Founded in Seattle, Wash., in 1920, Eddie Bauer has endured a rocky road in recent years, but still retains a solid brand name and retail footprint with 390 apparel and outlet stores throughout the United States and Canada, and a catalog sales and online operation. Revenue for fiscal 2006 topped $1 billion. Veteran retail manager Neil Fiske was named Eddie Bauer’s new CEO in June. Fiske may be unable to turn things around at ailing Eddie Bauer, but he isn’t new to the retail turnaround game. He previously led the successful turnaround of Bath & Body Works, a $2.5 billion in revenue division of Limited Brands, Inc. (NYSE: LTD). Earlier this month, Eddie Bauer also named several other veteran retail executives to fill out its new management team.
Eddie Bauer’s performance so far this year has been disappointing. For the first nine months of this fiscal year through Sept. 29, revenue inched up just 3.2% to $651.9 million. The loss from continuing operations before interest, taxes, depreciation and amortization (EBITDA) over this stretch widened to $18 million from $11.4 million a year ago. Gross margin for the first nine months of the year declined to 31.6% from 32% a year ago. Eddie Bauer blamed the wider loss and slightly lower gross margins on “transitional costs” related to the early stages of its turnaround plan. The company intends to reduce its cost structure by $25 to $30 million in 2008. Eddie Bauer also plans to boost its margins through sourcing and supply chain efficiencies.
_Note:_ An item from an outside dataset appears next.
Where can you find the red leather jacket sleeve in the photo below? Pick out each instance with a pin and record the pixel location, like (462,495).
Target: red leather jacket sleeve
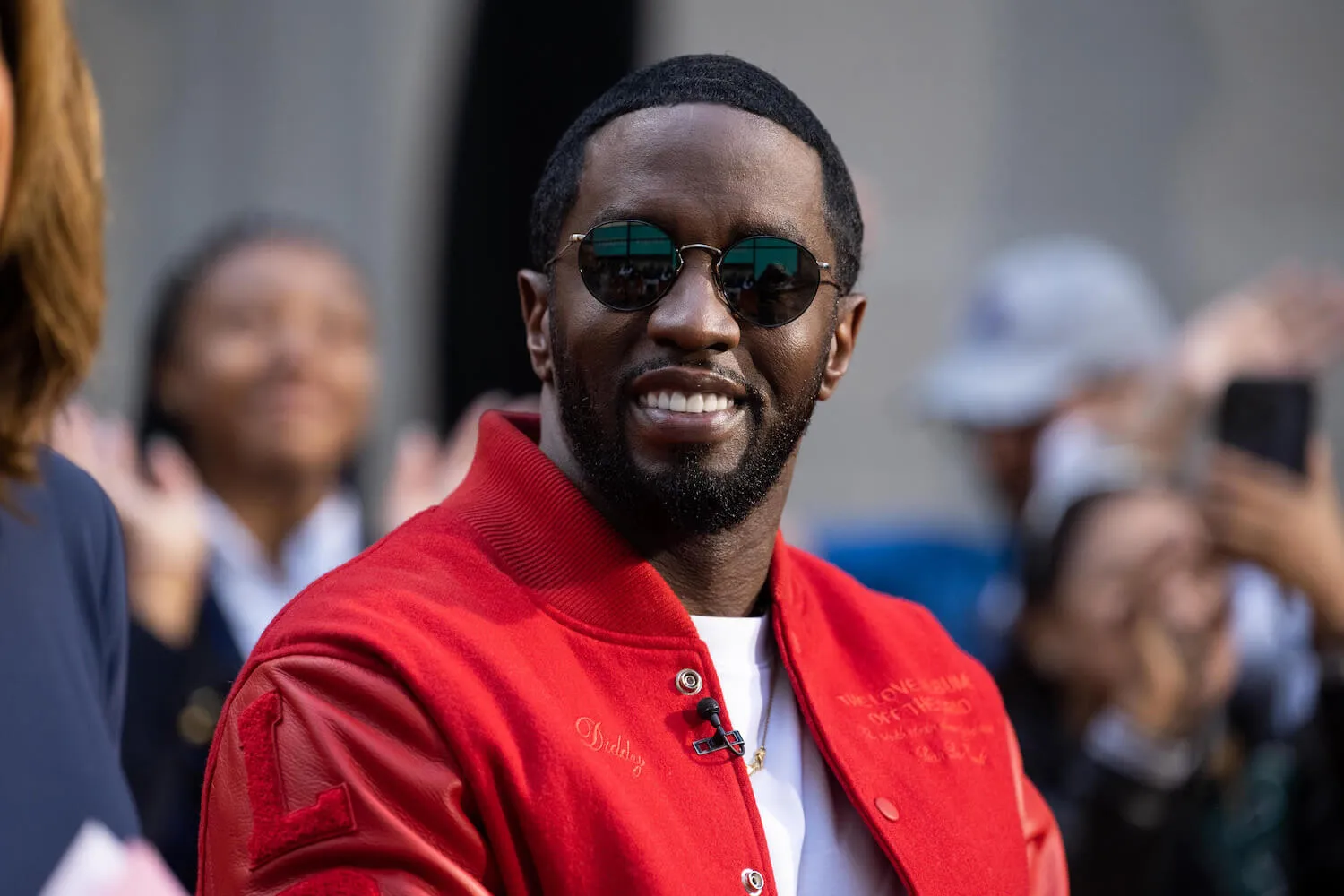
(327,780)
(1046,868)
Not only is Eddie Bauer struggling operationally, but the company also carries a sizeable debt load, ending last quarter with over $350 million in debt on hand. With $55 million in cash still available under a credit facility, Eddie Bauer seemingly has adequate liquidity, but this leverage has clearly become a source of concern for investors. Insider buying activity of late in the stock, though, suggests Eddie Bauer insiders still see brighter days and a higher stock price ahead. In recent weeks, six different Eddie Bauer insiders, including the firm’s newly named CFO, have scooped up over $340,000 worth of stock on the open market around the low-to-mid $6 level. This follows insiders buying the stock around the $8 to $9 level this past August and September. Over the last 52 weeks, shares have ranged between $5.56 and $14.27.
While Eddie Bauer isn’t currently covered by any Wall Street analysts, the small cap retail name has attracted the attention of a generally savvy group of institutional investors. Top shareholders in the stock include traditional money managers such as Wellington Management, Fidelity Investments and JP Morgan Chase, and hedge fund operators like D.E. Shaw, Third Point and Tiger Consumer Management. Much like Fiske and other insiders, this group seems to believe that a turnaround for Eddie Bauer is in the cards, even if it hasn’t shown up yet in the numbers.
Valuation-wise, at a current enterprise value of approximately $550 million, the market is valuing Eddie Bauer at just 0.5 times annual revenue, near the low end of apparel retailer valuations. For comparison, red-hot apparel retailer J. Crew Group, Inc. (NYSE: JCG) trades for over 2 times revenue, while struggling retailer The Gap Inc. (NYSE: GPS) fetches around 1 times revenue. If Fiske & Co. get the turnaround right at Eddie Bauer, “a double” from recent levels is possible for the stock over the next year. On the flipside, this is a highly levered play with management trying to engineer a turnaround in a retail environment that is vulnerable to a further economic slowdown.
Bottom line, Eddie Bauer (EBHI) is a “value find” only worth considering for high-risk, high-reward oriented investors with at least a medium-term outlook. This is not a stock for quick-trigger or lower-risk oriented investors. I would consider adding the stock below the $6 level.